Beton z alg? Budownictwo stawia na ekologię!

Sektor budownictwa i nieruchomości jest największym źródłem emisji gazów cieplarnianych, odpowiadając za 37% globalnych emisji – podają dane ONZ. Tradycyjne materiały budowlane, takie jak beton i cegły, są stopniowo modyfikowane, aby lepiej sprostać wyzwaniom związanym z ochroną środowiska.

Beton z alg?
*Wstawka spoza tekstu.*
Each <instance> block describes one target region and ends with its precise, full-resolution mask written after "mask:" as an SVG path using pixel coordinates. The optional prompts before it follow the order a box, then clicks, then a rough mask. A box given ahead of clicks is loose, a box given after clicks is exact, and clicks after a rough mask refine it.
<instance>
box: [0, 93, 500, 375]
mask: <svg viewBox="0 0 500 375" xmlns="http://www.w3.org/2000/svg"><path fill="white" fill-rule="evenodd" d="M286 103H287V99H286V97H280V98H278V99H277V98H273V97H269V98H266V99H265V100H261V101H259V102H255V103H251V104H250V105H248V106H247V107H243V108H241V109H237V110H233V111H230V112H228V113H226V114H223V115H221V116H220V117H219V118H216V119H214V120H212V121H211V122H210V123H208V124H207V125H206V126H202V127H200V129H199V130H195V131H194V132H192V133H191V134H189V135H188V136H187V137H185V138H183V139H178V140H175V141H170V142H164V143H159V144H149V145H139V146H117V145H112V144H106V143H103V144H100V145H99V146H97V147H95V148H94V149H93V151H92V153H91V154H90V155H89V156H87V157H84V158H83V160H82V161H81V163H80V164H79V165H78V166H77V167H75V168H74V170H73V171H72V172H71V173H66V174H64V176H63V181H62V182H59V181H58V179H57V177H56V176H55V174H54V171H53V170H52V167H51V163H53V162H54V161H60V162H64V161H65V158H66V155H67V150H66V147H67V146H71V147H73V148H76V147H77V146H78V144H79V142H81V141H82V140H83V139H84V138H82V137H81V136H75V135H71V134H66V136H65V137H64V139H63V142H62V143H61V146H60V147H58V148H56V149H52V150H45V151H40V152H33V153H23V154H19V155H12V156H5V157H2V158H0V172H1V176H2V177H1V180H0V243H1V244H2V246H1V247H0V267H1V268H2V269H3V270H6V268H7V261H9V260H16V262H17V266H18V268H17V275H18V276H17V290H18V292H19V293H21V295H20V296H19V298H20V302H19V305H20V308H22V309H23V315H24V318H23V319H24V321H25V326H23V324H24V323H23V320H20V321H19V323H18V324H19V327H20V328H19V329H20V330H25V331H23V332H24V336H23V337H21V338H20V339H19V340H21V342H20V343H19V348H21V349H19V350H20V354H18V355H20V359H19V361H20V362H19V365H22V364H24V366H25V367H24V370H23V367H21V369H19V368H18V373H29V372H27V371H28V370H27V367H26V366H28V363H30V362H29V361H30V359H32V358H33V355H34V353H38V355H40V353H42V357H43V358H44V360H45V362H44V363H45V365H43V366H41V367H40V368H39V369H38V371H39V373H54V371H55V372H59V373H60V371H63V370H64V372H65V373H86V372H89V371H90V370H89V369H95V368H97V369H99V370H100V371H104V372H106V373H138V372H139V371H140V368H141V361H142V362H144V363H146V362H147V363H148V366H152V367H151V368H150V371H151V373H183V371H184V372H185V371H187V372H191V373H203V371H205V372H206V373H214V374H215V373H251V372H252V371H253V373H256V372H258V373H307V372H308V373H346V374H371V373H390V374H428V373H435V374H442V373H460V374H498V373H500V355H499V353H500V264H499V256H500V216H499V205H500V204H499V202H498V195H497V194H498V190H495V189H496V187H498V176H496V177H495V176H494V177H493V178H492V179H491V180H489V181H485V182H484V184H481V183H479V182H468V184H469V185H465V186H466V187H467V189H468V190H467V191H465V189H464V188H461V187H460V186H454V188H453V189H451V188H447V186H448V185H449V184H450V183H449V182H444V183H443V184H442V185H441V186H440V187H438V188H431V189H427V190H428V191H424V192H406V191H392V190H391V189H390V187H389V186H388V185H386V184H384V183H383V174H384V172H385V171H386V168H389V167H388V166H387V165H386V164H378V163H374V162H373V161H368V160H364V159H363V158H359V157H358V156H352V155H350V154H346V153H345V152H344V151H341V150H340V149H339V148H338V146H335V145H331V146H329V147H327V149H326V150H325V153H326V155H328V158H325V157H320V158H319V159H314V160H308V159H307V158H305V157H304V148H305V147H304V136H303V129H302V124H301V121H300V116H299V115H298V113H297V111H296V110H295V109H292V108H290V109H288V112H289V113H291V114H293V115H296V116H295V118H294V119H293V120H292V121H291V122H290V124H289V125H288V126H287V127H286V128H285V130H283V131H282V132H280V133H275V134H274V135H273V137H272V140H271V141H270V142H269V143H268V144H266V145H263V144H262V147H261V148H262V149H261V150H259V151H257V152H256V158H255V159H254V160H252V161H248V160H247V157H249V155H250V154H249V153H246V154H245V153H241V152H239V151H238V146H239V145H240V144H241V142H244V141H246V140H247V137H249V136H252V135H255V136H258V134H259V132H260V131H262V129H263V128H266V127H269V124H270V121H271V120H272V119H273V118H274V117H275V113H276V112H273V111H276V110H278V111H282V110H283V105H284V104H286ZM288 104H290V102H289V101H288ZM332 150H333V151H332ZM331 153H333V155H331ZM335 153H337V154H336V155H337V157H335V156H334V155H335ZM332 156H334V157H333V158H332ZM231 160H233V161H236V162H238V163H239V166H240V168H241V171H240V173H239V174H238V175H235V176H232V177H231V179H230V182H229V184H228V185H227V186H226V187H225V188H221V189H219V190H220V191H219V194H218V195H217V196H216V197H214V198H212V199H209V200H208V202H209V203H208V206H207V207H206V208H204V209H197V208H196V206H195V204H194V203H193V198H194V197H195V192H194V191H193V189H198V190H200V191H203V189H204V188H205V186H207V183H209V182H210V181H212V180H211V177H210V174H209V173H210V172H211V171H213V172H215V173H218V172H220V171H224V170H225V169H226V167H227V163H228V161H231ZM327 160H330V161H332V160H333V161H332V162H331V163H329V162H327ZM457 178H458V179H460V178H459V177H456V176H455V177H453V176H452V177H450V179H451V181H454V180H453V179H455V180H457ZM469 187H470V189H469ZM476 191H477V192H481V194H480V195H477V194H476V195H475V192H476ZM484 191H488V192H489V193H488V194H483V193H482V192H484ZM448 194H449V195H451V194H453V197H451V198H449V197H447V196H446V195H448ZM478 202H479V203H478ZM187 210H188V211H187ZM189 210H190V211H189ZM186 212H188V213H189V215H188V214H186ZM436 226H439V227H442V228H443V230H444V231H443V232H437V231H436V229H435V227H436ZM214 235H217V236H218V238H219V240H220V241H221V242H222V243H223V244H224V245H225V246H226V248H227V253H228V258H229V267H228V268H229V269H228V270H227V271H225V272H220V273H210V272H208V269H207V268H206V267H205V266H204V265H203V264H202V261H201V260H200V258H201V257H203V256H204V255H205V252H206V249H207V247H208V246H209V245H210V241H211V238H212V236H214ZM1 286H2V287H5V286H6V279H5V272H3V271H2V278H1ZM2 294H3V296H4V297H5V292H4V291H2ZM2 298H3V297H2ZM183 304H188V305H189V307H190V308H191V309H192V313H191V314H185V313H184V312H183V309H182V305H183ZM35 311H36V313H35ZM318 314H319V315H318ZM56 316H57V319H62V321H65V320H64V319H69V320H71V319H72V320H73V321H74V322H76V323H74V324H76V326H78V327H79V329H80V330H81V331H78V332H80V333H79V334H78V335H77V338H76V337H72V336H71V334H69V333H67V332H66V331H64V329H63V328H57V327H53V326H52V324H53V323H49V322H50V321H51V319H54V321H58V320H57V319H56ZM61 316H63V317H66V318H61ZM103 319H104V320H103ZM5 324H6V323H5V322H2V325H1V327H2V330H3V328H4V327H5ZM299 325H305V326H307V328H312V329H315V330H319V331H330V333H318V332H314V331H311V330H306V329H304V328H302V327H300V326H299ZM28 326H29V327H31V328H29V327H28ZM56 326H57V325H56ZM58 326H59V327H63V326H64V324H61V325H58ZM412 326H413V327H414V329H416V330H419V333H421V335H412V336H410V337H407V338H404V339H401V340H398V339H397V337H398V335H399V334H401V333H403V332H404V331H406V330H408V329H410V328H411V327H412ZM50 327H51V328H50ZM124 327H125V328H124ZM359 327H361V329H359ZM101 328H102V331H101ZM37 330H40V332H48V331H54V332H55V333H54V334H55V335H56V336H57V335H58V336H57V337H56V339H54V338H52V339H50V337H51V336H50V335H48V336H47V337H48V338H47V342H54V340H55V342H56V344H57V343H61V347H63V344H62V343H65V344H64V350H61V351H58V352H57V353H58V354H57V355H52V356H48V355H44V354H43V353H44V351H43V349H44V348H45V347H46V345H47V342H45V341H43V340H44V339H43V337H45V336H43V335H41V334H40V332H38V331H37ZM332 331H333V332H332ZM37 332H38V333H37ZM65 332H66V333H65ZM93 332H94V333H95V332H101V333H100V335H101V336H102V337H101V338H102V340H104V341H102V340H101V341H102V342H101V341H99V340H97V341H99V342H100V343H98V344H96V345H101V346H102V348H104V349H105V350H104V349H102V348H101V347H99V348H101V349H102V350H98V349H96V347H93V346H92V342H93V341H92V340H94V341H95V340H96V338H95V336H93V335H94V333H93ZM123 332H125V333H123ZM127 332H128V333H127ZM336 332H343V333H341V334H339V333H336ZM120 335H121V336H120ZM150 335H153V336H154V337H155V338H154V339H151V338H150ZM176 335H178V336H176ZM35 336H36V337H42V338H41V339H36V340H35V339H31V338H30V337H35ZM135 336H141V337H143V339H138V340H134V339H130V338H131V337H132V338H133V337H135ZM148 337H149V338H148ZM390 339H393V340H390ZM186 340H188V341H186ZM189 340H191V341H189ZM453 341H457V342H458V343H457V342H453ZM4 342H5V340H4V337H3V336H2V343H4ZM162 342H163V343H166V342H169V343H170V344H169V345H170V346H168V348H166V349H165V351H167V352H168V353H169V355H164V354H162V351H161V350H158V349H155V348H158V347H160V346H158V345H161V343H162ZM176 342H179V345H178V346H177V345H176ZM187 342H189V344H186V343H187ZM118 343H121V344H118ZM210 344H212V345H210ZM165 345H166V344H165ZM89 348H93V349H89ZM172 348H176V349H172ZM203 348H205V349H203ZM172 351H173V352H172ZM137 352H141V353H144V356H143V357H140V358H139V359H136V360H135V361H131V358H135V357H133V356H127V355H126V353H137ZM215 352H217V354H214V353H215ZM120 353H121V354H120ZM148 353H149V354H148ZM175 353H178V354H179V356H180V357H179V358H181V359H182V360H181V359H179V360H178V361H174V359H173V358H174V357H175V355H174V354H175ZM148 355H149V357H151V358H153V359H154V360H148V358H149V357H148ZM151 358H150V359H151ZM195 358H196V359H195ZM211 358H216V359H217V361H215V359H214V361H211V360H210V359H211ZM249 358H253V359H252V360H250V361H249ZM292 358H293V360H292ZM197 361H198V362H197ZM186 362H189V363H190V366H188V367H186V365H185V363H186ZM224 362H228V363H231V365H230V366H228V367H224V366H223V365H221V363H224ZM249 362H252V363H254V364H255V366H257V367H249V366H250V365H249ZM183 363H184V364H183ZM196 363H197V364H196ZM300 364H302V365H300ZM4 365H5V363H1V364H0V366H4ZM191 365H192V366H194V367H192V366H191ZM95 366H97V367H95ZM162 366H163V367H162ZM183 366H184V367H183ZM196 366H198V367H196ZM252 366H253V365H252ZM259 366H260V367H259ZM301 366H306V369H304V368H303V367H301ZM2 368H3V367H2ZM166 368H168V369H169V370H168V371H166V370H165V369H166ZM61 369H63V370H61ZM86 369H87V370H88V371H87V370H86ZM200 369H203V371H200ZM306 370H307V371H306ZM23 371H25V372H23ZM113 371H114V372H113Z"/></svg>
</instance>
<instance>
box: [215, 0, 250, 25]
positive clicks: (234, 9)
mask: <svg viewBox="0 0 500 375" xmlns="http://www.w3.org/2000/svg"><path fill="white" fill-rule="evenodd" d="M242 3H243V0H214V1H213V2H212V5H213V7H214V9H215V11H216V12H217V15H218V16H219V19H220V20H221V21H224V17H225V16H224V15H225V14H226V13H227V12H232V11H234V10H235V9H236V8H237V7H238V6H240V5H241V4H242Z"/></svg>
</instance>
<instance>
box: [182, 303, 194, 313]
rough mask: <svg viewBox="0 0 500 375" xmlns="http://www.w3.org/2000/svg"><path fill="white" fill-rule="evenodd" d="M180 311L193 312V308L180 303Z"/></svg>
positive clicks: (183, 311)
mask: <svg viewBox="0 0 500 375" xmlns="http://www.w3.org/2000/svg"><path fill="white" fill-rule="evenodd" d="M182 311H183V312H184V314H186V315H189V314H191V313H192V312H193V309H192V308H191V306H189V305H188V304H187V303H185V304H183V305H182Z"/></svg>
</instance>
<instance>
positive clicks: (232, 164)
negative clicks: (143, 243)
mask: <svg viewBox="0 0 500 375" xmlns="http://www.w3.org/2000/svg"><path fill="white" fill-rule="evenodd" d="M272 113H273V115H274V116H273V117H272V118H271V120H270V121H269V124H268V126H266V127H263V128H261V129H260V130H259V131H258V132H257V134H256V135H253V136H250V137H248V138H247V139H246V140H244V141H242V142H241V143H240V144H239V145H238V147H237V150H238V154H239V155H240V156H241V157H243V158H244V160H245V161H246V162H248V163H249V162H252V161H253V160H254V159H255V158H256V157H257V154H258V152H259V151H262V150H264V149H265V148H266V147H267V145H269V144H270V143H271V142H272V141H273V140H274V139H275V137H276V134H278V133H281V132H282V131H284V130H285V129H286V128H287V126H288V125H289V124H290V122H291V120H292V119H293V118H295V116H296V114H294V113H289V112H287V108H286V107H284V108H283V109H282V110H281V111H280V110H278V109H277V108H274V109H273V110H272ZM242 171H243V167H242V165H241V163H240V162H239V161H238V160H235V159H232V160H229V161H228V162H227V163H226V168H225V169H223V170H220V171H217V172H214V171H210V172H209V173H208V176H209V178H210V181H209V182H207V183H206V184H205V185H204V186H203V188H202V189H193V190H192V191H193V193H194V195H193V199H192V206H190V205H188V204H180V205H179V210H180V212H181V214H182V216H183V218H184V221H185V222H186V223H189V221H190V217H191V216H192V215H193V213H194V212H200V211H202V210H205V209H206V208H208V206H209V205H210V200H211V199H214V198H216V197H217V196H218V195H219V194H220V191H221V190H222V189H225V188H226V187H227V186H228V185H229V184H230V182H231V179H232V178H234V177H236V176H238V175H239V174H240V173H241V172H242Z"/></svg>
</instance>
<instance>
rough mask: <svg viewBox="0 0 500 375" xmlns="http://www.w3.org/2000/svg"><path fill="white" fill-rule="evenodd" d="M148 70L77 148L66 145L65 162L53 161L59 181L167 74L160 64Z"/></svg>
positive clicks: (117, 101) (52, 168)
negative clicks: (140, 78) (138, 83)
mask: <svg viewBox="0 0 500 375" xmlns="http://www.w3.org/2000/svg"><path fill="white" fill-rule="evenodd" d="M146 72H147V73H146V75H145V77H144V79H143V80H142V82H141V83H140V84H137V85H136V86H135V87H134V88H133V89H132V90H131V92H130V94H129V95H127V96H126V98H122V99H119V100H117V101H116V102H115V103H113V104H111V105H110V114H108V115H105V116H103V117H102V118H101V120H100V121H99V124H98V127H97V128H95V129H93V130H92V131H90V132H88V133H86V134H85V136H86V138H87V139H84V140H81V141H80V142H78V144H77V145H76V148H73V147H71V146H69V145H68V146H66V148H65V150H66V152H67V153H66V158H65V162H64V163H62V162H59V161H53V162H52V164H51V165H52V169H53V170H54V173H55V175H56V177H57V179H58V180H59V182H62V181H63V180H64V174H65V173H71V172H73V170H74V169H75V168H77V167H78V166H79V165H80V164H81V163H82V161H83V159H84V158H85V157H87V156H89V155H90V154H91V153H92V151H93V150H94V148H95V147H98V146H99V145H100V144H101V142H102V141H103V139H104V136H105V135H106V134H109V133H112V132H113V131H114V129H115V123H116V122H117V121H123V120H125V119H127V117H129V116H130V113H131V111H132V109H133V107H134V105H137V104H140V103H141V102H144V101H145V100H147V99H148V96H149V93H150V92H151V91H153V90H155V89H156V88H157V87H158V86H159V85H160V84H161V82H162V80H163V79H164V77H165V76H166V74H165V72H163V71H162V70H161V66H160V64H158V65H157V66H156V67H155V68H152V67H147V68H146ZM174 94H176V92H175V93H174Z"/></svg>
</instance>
Budownictwo stawia na ekologię!

Większość producentów, szczególnie tych dużych, skupia się na tym, aby obniżać koszty ekologiczne produkcji materiałów, tak żeby konsumenci otrzymywali produkt bardziej zrównoważony – ocenia Tomasz Bojęć, partner zarządzający w ThinkCo.

Z drugiej strony na rynek wchodzą innowacje, które stosowane w większej skali będą stopniowo zazieleniać budownictwo.

Z raportu „Budownictwo 5.0. Innowacyjne materiały i technologie”, opracowanego przez ThinkCo we współpracy z Autodesk i Wienerberger, wynika, że na całym świecie zużycie materiałów budowlanych odpowiada za około 1/3 całkowitej emisji CO2.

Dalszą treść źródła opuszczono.